Margin: ~4.1 GB. Can add 1-2 items from expansion list (e.g., items 44+55 = 4.5 GB, or item 59 = 4.8 GB).

L tier note: At this tier, wikipedia_en_all_mini (11G) replaces wikipedia_en_simple_all_maxi (3.1G) from P1, so the net add is ~7.9G.

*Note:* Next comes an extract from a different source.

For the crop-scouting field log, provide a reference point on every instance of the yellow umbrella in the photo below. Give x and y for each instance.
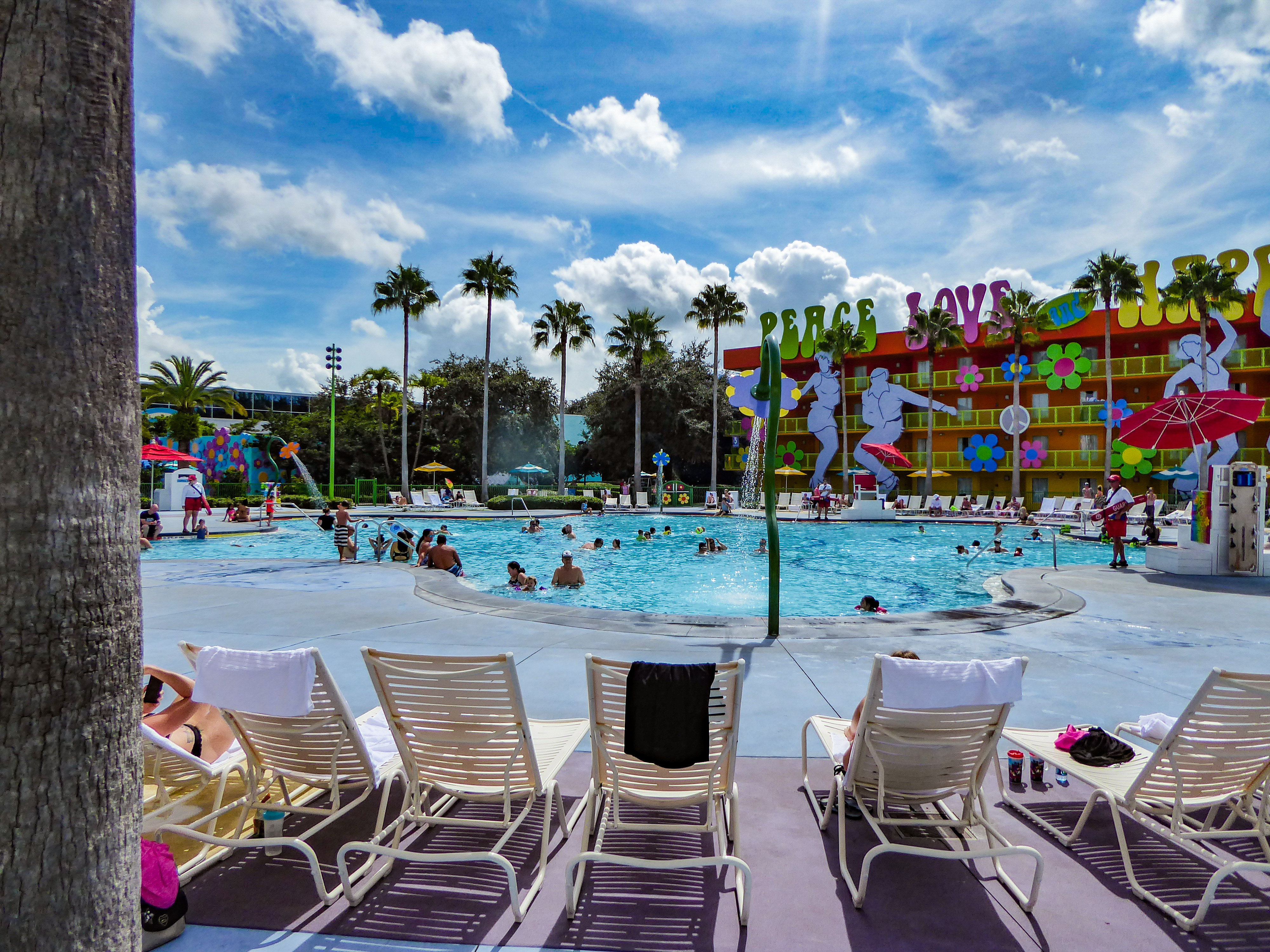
(434, 468)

Future tiers (64 GB+, Max)

Not currently published. If demand warrants it, a 64 GB tier could add Wikipedia nopic (48G) and a Max tier could include the full P3/P4 lists. See P3 and P4 sections above for candidate content.


Integration Notes

Relationship to oak.yaml

ZIM files would be added as new sources in oak.yaml, likely as type: http sources downloading from download.kiwix.org. Each ZIM file (or group) would be a separate source entry with appropriate stage_path under a zim/ directory.

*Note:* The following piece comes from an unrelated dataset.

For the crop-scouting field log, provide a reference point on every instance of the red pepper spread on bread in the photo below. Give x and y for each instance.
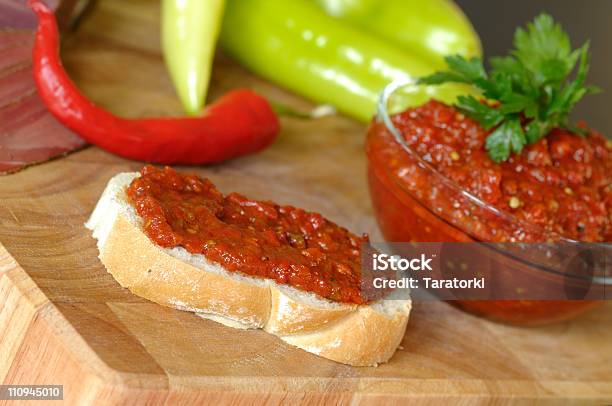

Kiwix tools and desktop are included in the M and L tiers. The S tier has no ZIM content and therefore does not need Kiwix software.

Suggested stage layout

zim/
  reference/
    wikipedia_en_*.zim
    wiktionary_en_*.zim
    wikivoyage_en_*.zim
  medical/
    zimgit-medicine_en_*.zim
    wikem_en_*.zim
    mdwiki_en_*.zim
    librepathology_en_*.zim
  survival/
    zimgit-post-disaster_en_*.zim
    zimgit-water_en_*.zim
    zimgit-knots_en_*.zim
    zimgit-food-preparation_en_*.zim
  education/
    freecodecamp_en_*.zim
    phet_en_*.zim
    ted_mul_*.zim
    wikibooks_en_*.zim
    wikiversity_en_*.zim
    vikidia_en_*.zim
  sustainability/
    appropedia_en_*.zim
    energypedia_en_*.zim
  literature/
    gutenberg_en_*.zim
  tech/
    superuser.com_en_*.zim
    stackoverflow.com_en_*.zim
    *.stackexchange.com_en_*.zim

Version management

ZIM filenames include dates (e.g., _2026-02). The download process should fetch the latest available version. This could be implemented via:

Verification

Kiwix provides SHA-256 checksums alongside ZIM files. The download source type should verify checksums after download.


Open Questions

  1. Language profiles: Should OAK support language-variant builds (e.g., an Arabic-focused L tier)? This would change the ZIM selection significantly.

  2. Update frequency: ZIM files are updated monthly to quarterly. Should OAK pin specific versions or always fetch latest?

  3. Demand for larger tiers: If users request 64 GB+ builds, which Wikipedia variant should anchor it — nopic (48G, all articles, no images) or mini (11G) plus many more supplementary resources?